HOLMES: When Bob Dylan’s ‘Time Out of Mind’ came out in the autumn of 1997, I was 20 years old and starting my junior year of college. We were consuming music at a furious pace back then and constantly on the hunt for new inspiration. I’d not really been into Bob Dylan up to that point, but the rave reviews for what at the time seemed like Dylan’s potential swan song had me interested. Even at 20, I was impressed and curious that a 56-year-old who had seemed washed up could produce a late-period masterpiece. Ironically, what seemed like his late period at that time has continued on for the ensuing 27 years, delivering at least four more late-period masterpieces along the way. This is the record that got me into Bob Dylan and, while it may not seem like there is any direct influence on American Football, it’s definitely in there. ‘Standing in the Doorway’, a languorous, nearly eight-minute break-up song, manages to somehow be more lovely than sad; the grit and resignation in Dylan’s vocal delivery keep it from ever edging into maudlin. Upon hearing the record, I instantly fell in love with this song and would listen to it on repeat, trying to figure out the trick of how an eight-minute pedal steel and organ-driven half-time 6/8 shuffle never got boring. The lyrics were heartbreaking at times, but the overall vibe managed to deliver a mostly optimistic feeling. Picking up my guitar tuned to an open E major for ‘The One with the Tambourine’, I soon discovered a technique that we would use to great effect on much of LP1: setting a major or major 7 or 9 against sad lyrics (see ‘Never Meant’, ‘Stay Home’, ‘For Sure’, ‘The Summer Ends’, basically the entire record).

Tom Waits – Come On Up to the House [Mule Variations, 1999]  

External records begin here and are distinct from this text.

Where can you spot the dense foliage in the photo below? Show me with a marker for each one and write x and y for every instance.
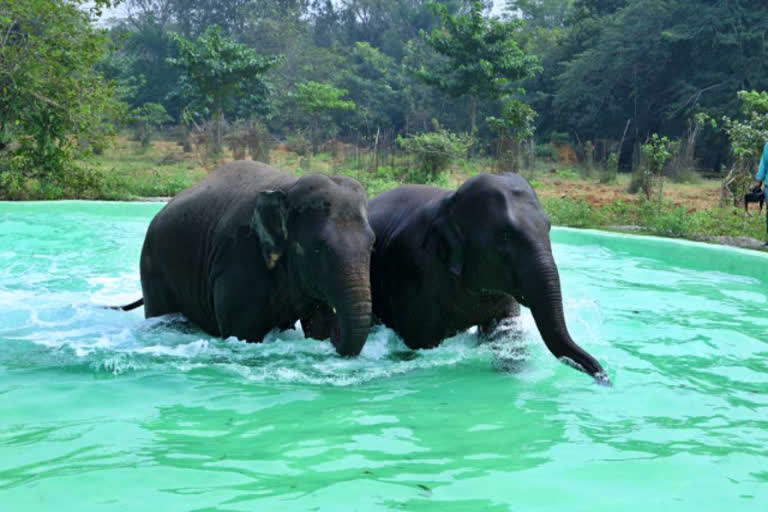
(596, 77)
(55, 106)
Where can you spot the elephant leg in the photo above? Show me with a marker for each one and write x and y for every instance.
(158, 298)
(319, 322)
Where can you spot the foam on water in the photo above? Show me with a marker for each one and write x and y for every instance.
(77, 333)
(104, 410)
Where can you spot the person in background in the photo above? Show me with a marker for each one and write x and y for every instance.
(760, 177)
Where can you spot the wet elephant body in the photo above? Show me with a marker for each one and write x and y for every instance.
(445, 260)
(251, 248)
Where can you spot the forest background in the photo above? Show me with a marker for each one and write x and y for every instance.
(602, 96)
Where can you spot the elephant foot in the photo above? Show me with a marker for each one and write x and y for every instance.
(497, 329)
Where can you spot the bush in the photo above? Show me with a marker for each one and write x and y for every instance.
(298, 144)
(544, 151)
(434, 151)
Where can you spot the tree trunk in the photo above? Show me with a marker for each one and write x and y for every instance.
(473, 99)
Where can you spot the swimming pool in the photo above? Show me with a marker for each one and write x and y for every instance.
(103, 410)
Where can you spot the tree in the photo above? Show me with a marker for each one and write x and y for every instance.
(318, 101)
(146, 119)
(481, 56)
(54, 105)
(217, 71)
(747, 136)
(514, 125)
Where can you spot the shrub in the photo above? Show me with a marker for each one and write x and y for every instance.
(435, 151)
(299, 144)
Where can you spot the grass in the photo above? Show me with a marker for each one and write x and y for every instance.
(570, 196)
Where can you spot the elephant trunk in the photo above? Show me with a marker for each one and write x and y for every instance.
(544, 298)
(352, 301)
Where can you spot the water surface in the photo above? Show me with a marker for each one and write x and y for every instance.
(103, 410)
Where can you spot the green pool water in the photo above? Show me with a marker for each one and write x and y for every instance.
(103, 410)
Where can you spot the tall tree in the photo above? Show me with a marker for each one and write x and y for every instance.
(219, 71)
(481, 56)
(53, 103)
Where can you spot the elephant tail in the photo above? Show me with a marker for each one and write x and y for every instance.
(127, 307)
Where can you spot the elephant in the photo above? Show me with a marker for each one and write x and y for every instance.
(251, 248)
(444, 261)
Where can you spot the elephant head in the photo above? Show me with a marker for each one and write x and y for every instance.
(317, 231)
(493, 235)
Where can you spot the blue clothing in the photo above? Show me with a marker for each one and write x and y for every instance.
(761, 171)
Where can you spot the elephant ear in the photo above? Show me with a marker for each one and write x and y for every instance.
(269, 222)
(443, 239)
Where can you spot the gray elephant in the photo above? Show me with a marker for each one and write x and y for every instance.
(444, 261)
(251, 248)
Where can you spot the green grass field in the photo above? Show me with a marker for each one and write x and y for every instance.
(570, 196)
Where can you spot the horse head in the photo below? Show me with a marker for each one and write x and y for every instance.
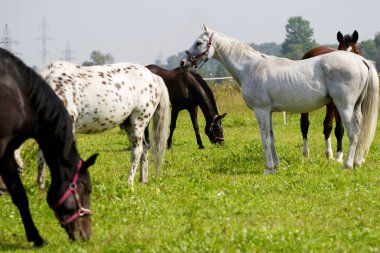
(200, 52)
(70, 200)
(348, 42)
(214, 129)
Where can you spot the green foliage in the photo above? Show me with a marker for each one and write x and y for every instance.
(368, 49)
(98, 58)
(298, 38)
(216, 199)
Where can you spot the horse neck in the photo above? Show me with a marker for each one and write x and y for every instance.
(205, 103)
(234, 55)
(54, 131)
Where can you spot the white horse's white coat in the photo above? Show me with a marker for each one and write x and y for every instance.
(99, 98)
(272, 84)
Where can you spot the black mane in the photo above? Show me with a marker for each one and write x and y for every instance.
(53, 119)
(207, 89)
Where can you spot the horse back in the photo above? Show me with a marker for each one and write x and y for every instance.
(318, 51)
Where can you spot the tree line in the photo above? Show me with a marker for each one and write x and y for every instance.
(298, 40)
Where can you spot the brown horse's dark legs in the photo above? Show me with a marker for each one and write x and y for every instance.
(339, 132)
(15, 188)
(194, 120)
(304, 129)
(173, 122)
(327, 128)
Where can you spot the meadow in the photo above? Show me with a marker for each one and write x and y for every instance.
(216, 199)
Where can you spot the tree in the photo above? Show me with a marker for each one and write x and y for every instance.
(368, 49)
(377, 54)
(298, 38)
(98, 58)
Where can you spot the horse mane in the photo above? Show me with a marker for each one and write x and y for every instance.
(238, 48)
(52, 115)
(206, 88)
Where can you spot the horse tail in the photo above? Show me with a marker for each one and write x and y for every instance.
(369, 110)
(160, 124)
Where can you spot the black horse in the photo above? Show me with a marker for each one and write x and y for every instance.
(30, 109)
(188, 90)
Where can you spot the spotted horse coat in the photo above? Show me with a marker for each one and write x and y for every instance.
(99, 98)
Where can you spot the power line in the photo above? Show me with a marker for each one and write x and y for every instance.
(6, 40)
(68, 53)
(44, 38)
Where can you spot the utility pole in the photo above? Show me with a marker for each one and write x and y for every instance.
(44, 38)
(6, 40)
(68, 53)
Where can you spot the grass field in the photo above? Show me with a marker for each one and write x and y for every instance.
(216, 199)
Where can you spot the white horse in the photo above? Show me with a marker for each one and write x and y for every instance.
(99, 98)
(272, 84)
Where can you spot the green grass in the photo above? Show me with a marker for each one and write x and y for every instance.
(216, 199)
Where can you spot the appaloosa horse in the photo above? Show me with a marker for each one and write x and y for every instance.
(188, 90)
(99, 98)
(271, 84)
(346, 43)
(30, 109)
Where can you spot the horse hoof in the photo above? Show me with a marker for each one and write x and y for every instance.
(40, 243)
(306, 153)
(347, 167)
(329, 155)
(269, 171)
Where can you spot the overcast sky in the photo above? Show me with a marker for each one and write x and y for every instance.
(140, 31)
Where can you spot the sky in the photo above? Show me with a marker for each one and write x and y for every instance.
(142, 31)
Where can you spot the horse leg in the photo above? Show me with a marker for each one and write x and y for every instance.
(352, 121)
(194, 120)
(304, 129)
(41, 170)
(276, 161)
(339, 132)
(263, 118)
(11, 177)
(327, 128)
(173, 122)
(20, 162)
(144, 157)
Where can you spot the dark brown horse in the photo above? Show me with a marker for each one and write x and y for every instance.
(188, 90)
(347, 43)
(29, 108)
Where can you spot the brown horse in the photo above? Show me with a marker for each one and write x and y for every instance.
(188, 90)
(347, 43)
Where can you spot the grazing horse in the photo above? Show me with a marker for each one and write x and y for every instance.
(188, 90)
(271, 84)
(30, 109)
(99, 98)
(346, 43)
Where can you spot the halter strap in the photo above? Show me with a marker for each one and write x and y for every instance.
(194, 58)
(72, 189)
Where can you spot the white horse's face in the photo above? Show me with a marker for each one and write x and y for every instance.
(201, 50)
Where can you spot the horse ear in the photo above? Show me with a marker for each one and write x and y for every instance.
(223, 115)
(355, 36)
(220, 117)
(204, 28)
(339, 37)
(90, 161)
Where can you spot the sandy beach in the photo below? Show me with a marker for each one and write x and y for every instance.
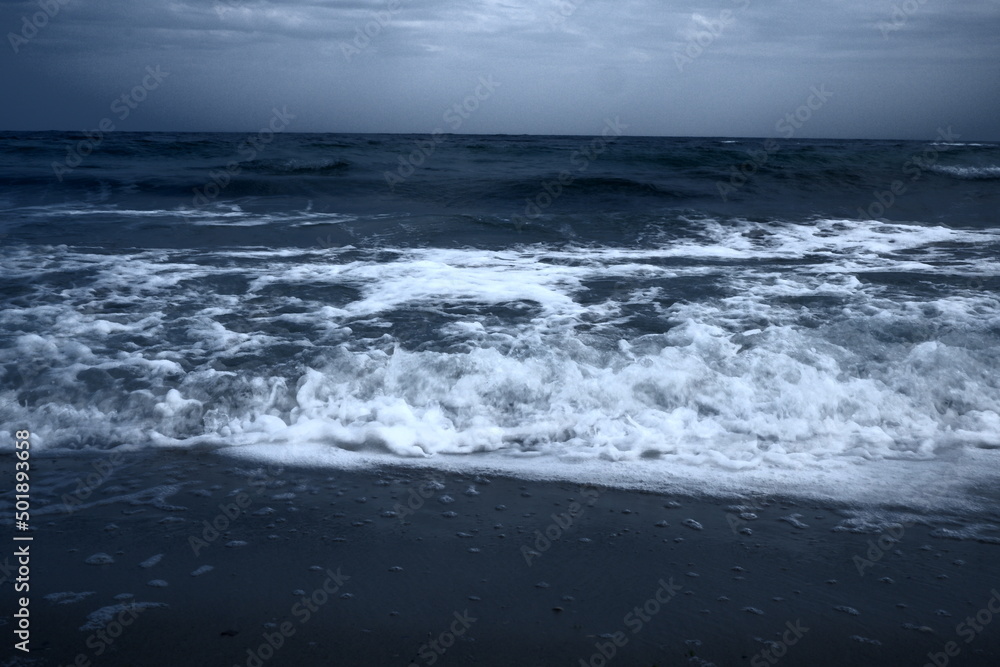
(184, 558)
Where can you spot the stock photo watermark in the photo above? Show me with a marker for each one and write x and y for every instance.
(581, 160)
(777, 650)
(969, 630)
(786, 126)
(455, 116)
(248, 150)
(914, 169)
(433, 650)
(31, 25)
(634, 621)
(303, 610)
(122, 107)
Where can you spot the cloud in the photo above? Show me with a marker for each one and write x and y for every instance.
(566, 64)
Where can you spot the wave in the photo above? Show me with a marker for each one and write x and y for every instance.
(968, 173)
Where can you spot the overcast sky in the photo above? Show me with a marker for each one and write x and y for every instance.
(893, 69)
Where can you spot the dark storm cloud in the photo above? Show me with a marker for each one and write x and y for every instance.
(733, 67)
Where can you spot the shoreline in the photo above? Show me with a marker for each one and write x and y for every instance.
(391, 566)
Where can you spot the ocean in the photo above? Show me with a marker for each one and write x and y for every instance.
(798, 316)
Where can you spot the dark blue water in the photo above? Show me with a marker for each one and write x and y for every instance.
(666, 307)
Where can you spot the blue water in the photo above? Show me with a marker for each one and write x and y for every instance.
(637, 308)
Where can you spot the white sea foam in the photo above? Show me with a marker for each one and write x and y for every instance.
(807, 377)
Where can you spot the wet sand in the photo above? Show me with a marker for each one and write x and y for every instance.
(401, 567)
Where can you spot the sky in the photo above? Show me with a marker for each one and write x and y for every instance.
(880, 69)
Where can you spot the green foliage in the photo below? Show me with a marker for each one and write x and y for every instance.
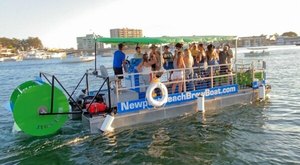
(290, 34)
(24, 44)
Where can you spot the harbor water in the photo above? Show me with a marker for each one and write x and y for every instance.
(257, 133)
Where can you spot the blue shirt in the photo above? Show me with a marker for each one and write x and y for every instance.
(119, 57)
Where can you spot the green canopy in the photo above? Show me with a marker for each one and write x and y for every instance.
(164, 40)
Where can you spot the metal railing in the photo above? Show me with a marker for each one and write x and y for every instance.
(198, 78)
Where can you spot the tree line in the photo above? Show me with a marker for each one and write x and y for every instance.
(21, 44)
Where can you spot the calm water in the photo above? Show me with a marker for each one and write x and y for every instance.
(259, 133)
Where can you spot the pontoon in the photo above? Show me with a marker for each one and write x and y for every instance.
(40, 108)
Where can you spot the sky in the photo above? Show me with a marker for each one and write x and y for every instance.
(58, 22)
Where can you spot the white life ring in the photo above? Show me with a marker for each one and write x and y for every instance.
(164, 91)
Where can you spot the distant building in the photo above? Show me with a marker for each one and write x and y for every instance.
(284, 40)
(87, 43)
(126, 33)
(253, 41)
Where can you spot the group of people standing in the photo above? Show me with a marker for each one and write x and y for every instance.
(193, 56)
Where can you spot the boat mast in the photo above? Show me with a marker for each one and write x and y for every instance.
(95, 71)
(235, 51)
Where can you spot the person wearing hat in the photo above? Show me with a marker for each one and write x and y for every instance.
(156, 54)
(118, 62)
(168, 58)
(138, 53)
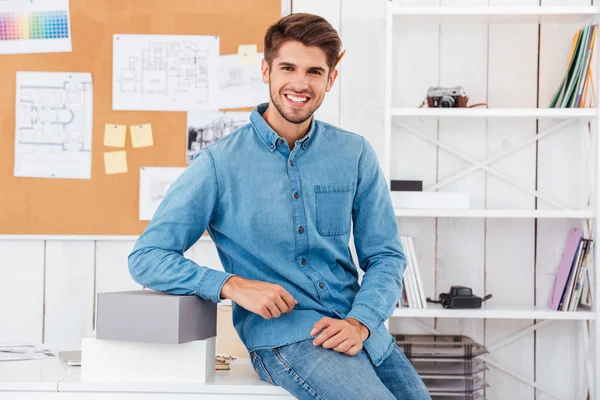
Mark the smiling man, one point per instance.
(279, 197)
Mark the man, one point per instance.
(278, 197)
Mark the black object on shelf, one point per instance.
(460, 297)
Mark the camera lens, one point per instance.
(447, 101)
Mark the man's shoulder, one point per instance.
(224, 143)
(341, 136)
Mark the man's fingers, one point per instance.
(332, 330)
(289, 300)
(336, 340)
(344, 346)
(264, 312)
(283, 308)
(274, 310)
(320, 325)
(352, 351)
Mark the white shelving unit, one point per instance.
(506, 15)
(494, 311)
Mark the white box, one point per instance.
(122, 361)
(429, 200)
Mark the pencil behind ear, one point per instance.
(339, 58)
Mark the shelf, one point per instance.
(512, 15)
(493, 311)
(550, 113)
(488, 213)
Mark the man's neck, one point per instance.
(287, 130)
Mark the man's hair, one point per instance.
(308, 29)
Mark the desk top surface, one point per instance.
(34, 375)
(54, 374)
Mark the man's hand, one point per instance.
(343, 336)
(263, 298)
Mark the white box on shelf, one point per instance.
(123, 361)
(431, 200)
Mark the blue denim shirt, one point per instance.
(283, 217)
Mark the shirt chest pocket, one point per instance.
(334, 208)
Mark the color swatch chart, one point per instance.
(34, 25)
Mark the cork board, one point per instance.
(108, 204)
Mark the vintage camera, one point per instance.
(441, 97)
(460, 297)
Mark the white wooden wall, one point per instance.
(48, 287)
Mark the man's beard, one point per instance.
(291, 117)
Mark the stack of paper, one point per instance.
(568, 285)
(413, 295)
(448, 364)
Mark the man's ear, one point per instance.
(331, 79)
(265, 71)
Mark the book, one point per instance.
(564, 268)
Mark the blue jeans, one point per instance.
(313, 372)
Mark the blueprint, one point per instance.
(206, 127)
(241, 85)
(154, 184)
(165, 72)
(53, 125)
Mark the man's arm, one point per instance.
(157, 260)
(377, 242)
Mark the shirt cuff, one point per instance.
(366, 316)
(211, 284)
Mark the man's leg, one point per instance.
(313, 372)
(400, 377)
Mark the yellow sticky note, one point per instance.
(141, 135)
(248, 54)
(115, 162)
(114, 135)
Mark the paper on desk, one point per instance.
(24, 352)
(24, 356)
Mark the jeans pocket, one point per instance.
(259, 367)
(334, 208)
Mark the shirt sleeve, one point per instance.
(157, 260)
(378, 246)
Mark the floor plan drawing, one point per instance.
(53, 125)
(240, 85)
(165, 72)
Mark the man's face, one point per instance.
(298, 80)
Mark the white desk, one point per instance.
(52, 379)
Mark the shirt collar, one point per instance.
(267, 134)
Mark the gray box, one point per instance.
(149, 316)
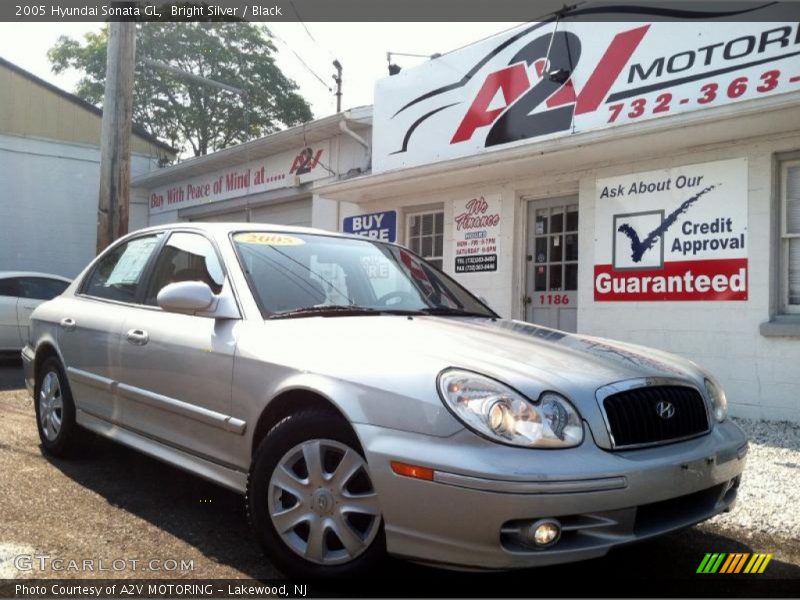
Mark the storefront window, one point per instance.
(425, 235)
(791, 236)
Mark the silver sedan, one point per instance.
(365, 403)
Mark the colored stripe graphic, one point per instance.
(723, 563)
(727, 564)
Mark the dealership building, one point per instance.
(269, 180)
(630, 180)
(644, 186)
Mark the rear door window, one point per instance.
(8, 287)
(118, 275)
(186, 257)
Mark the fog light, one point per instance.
(545, 532)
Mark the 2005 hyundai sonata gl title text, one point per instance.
(366, 403)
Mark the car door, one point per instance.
(91, 323)
(9, 328)
(176, 369)
(32, 292)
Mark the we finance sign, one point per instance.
(551, 79)
(673, 234)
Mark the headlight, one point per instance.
(719, 403)
(497, 412)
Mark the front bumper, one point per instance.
(484, 494)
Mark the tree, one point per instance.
(183, 112)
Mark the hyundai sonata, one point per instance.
(365, 403)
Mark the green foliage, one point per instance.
(183, 112)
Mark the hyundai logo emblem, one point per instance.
(665, 410)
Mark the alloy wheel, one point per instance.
(322, 503)
(51, 406)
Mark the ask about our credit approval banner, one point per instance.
(673, 234)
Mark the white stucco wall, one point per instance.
(760, 374)
(346, 155)
(48, 204)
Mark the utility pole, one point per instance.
(338, 79)
(115, 140)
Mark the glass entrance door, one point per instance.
(552, 259)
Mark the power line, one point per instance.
(302, 62)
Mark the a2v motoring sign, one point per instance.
(587, 71)
(673, 234)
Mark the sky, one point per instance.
(360, 47)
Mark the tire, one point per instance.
(330, 522)
(55, 410)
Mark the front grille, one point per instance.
(633, 415)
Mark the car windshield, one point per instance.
(306, 274)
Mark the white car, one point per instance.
(20, 293)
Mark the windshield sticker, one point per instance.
(268, 239)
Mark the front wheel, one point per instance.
(311, 499)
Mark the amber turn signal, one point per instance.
(412, 471)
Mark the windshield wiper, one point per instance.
(339, 310)
(322, 311)
(446, 311)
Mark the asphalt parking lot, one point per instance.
(110, 503)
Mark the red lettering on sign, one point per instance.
(513, 81)
(608, 69)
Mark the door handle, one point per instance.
(138, 337)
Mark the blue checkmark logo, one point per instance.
(640, 246)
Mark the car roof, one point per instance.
(224, 228)
(10, 274)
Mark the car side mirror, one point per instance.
(196, 298)
(186, 297)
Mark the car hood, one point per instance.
(403, 356)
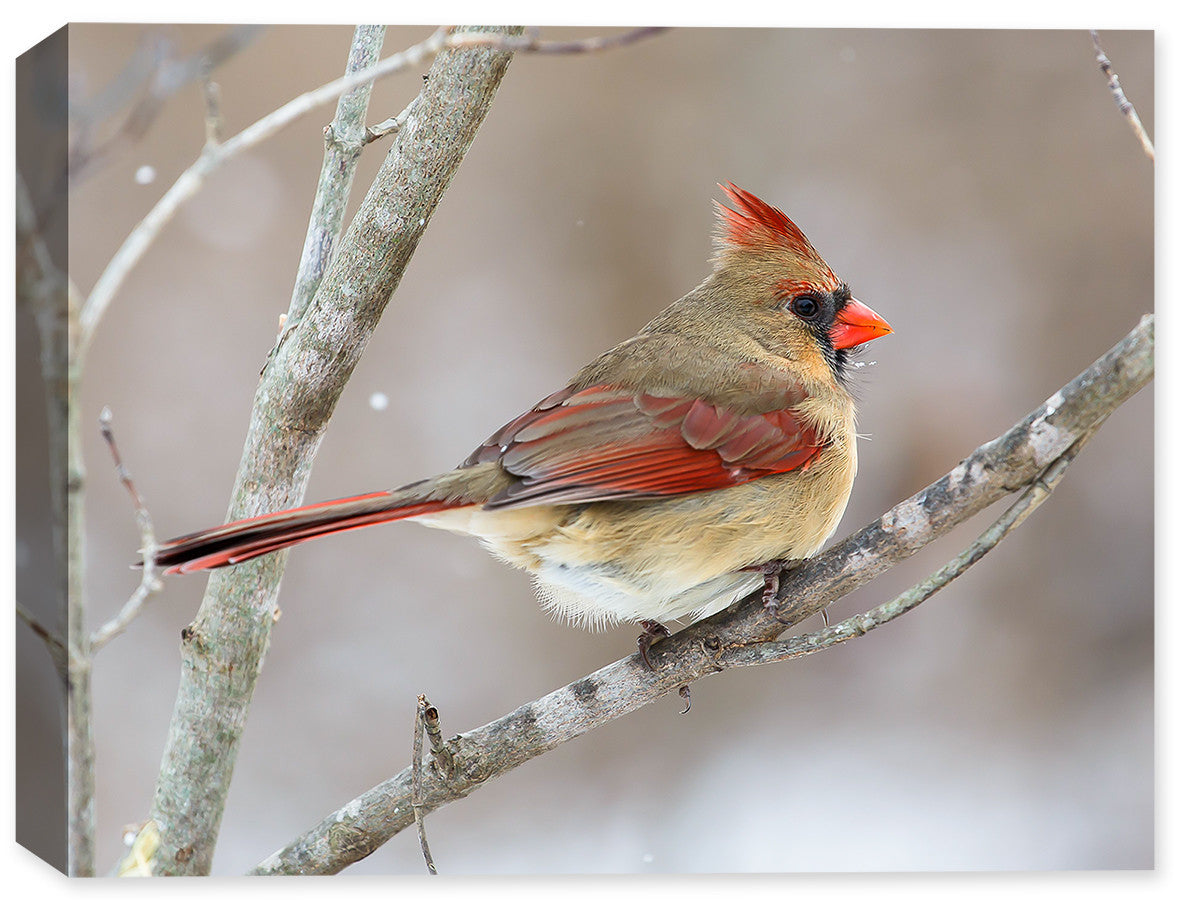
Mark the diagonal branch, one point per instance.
(1033, 450)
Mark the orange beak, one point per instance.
(857, 323)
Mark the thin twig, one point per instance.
(443, 757)
(211, 107)
(192, 178)
(1123, 105)
(150, 582)
(532, 43)
(423, 706)
(757, 654)
(54, 643)
(389, 126)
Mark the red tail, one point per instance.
(238, 541)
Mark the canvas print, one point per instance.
(778, 401)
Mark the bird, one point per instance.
(675, 474)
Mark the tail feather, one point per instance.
(250, 538)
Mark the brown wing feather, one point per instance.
(605, 442)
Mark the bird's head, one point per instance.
(785, 295)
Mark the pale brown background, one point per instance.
(978, 189)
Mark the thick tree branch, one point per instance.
(1026, 454)
(225, 645)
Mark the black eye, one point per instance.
(805, 306)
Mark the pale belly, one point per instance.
(601, 563)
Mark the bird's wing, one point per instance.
(606, 443)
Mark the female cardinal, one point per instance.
(675, 473)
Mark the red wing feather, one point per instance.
(606, 443)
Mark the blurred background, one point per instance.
(978, 189)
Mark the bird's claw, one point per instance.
(769, 583)
(652, 631)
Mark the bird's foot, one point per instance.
(769, 573)
(652, 631)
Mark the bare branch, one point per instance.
(1123, 105)
(345, 138)
(419, 726)
(532, 43)
(150, 583)
(757, 654)
(225, 645)
(53, 642)
(1024, 455)
(388, 126)
(192, 178)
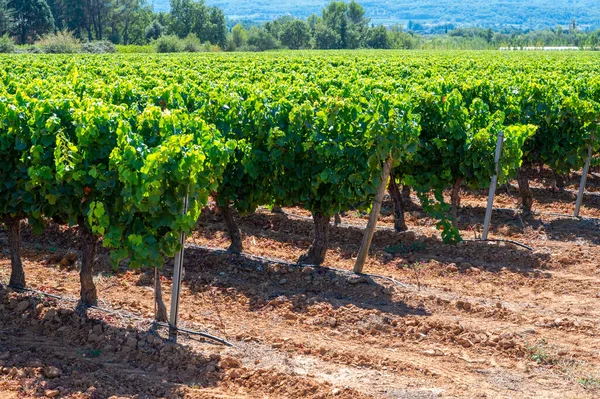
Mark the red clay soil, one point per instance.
(476, 320)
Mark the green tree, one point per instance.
(326, 38)
(261, 40)
(217, 28)
(32, 18)
(296, 35)
(154, 30)
(6, 17)
(239, 36)
(377, 37)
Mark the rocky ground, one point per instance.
(477, 320)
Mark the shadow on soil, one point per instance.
(52, 349)
(393, 249)
(262, 282)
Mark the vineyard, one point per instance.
(269, 166)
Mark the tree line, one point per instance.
(341, 25)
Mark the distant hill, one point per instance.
(527, 14)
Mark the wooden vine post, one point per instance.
(583, 182)
(177, 277)
(493, 184)
(370, 230)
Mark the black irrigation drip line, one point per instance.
(506, 241)
(550, 214)
(401, 232)
(297, 265)
(130, 316)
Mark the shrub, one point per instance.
(191, 44)
(99, 47)
(135, 49)
(7, 45)
(154, 30)
(169, 44)
(60, 43)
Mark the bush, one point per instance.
(99, 47)
(7, 45)
(135, 49)
(169, 44)
(191, 44)
(60, 43)
(154, 30)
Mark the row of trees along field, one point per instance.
(113, 144)
(341, 25)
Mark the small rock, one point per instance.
(210, 368)
(52, 372)
(452, 268)
(50, 315)
(356, 279)
(229, 363)
(22, 306)
(51, 393)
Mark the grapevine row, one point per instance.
(112, 144)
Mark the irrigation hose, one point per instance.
(129, 316)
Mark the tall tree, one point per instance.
(295, 35)
(32, 18)
(6, 17)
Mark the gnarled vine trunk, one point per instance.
(233, 230)
(337, 219)
(318, 249)
(524, 190)
(399, 208)
(406, 193)
(88, 294)
(13, 229)
(455, 200)
(161, 310)
(561, 180)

HOLMES: Tom Waits’ brilliant album ‘Mule Variations’ came out in the spring of 1999, just a month before we would head into the studio to record our first album. This was my introduction to Tom Waits, and as he is an acquired taste, I was mostly not ready for it at the time. But this one song stuck with me, and I dubbed it to cassette after borrowing the album from a friend. I can’t help but think this song may have subliminally influenced our choice of album artwork, as we picked a photo of a nondescript little house a block over from where Mike and I lived. Tom Waits was 49 when he recorded ‘Mule Variations’, another late-period masterpiece that would bring new waves of fans on board for the next phase of his career. As we near that age ourselves, I can’t help but continue to take inspiration from artists who were making some of the best music of their careers in their 40s, 50s and beyond.

Taken from the November 2024 issue of Dork. American Football’s albums ‘American Football (25th Anniversary Edition)’ and ‘American Football (Covers)’ are out 18th October.